A flea can begin feeding on your pet within seconds. And within 24 hours of its first blood meal, a flea can begin laying eggs, resulting in an infestation. A single adult female flea can lay approximately 40 eggs every day and up to 2,000 to 5,000 eggs in her lifetime, usually on the host itself. These eggs are not sticky like most insect eggs, which means that the eggs can easily fall off the animal and roll onto the ground - the carpet, the pet's bedding, etc. - allowing them to be disbursed throughout the environment, Because of this, areas where the host spends most of their time (a pets' bedding) become one of the primary habitats of eggs and developing fleas. Eggs represent approximately 50 percent of the entire flea population in the average home. Depending on environmental conditions, the eggs can take anywhere from two days to two weeks to develop and hatch. When they emerge, the next stage, known as larvae stage, begins.

Flea and Tick Pest Control


Flea larvae can be up to 1/4 inch long and are opaque and legless. The emerging larvae are blind and will avoid light. They develop over several weeks by feeding on any available organic material such as dead insects and adult flea feces, which consists mostly of dried blood. Larvae are about 35 percent of the flea population in the average household. Indoors, flea larvae tend to live deep in the carpeting and under furniture and baseboards. Outside, they thrive in shaded areas - under leaves and debris - typically wherever your pet seeks shelter from the heat or cold. Fleas live in the larvae stage anywhere from one to three weeks, then the larvae spin silken cocoons and pupate.
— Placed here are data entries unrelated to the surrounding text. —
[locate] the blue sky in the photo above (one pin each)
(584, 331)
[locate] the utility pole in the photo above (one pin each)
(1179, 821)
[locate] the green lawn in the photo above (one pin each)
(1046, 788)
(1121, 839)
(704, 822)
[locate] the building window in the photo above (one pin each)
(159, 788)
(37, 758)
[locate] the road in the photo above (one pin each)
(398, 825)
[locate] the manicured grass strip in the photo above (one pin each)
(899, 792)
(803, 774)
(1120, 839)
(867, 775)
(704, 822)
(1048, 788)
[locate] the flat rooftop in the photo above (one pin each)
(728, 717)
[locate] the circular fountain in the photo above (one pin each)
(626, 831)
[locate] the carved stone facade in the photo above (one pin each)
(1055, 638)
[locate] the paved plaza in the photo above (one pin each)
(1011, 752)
The cocoon protects the developing flea from the environment (even from insecticides) waiting for the adult flea to emerge. A pupating flea may remain at rest for several days, weeks, months... even up to a year or more waiting on the right conditions before emerging. It is not all that uncommon for pupae to overwinter in this state. Vibrations, even sound vibrations, heat, humidity and carbon dioxide are all signals to the pupae that a blood meal may be nearby, aiding the flea to emerge from their cocoons, bringing us full cycle back to the adult flea. The pupae stage represents about 10 percent of the flea population in the average home.
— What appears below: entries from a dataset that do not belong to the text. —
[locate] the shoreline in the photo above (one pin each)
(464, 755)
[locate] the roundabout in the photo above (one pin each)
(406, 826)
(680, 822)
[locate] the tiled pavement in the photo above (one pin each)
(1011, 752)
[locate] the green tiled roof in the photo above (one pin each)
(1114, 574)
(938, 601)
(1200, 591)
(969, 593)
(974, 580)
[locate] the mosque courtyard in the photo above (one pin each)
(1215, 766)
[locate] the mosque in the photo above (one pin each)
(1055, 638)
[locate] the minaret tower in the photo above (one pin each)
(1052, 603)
NOTE: The cocoon serves to protect the developing adults from chemicals. So though you may have had a flea treatment, the treatment cannot kill the fleas within the cocoons. They must emerge from their cocoons while the chemical that was laid is still active (most chemicals today have a residual effect, meaning it will last beyond the drying point). Also, these cocoons have a sticky outer coating that allows them to hide deep in the carpeting and not be easily removed by light vacuuming or sweeping. That is why it is highly important to maintain a rigorous vacuum routine in order for the fleas to emerge from their cocoons while the chemical is still active. This should be done daily until the problem is under control.


Adult flea

New adult fleas have a flat-bodied appearance, and are very small and dark in color. Once they feed, they will become larger and lighter in color. There are hair-like bristles on the flea body and legs to aid in their navigation through pet hair. Fleas have 3 pairs of legs, the hindmost pair designed for jumping. And most of us are familiar with how well a flea can jump!
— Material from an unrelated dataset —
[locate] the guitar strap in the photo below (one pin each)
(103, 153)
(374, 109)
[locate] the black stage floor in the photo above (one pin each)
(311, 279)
Once the flea reaches adulthood, its primary goal is to find blood and then to reproduce. It's total life span can be as short as one year, but may be several years in ideal conditions. Although, generally speaking, an adult flea only lives for 2 or 3 months. And without a host for food, a flea's life might be as short as a few days. Adult fleas prefer to live on the animal and their diet consists of blood meals courtesy of the host animal.

Adult fleas account for less than 5 percent of the entire flea population in a home. The entire life cycle is quite variable, as evidenced by the variability in each life stage progression. As mentioned above, the cycle can be as short as two weeks or as long as two years. That is why it is so important to remain vigilant, even when a flea problem is thought to be under control!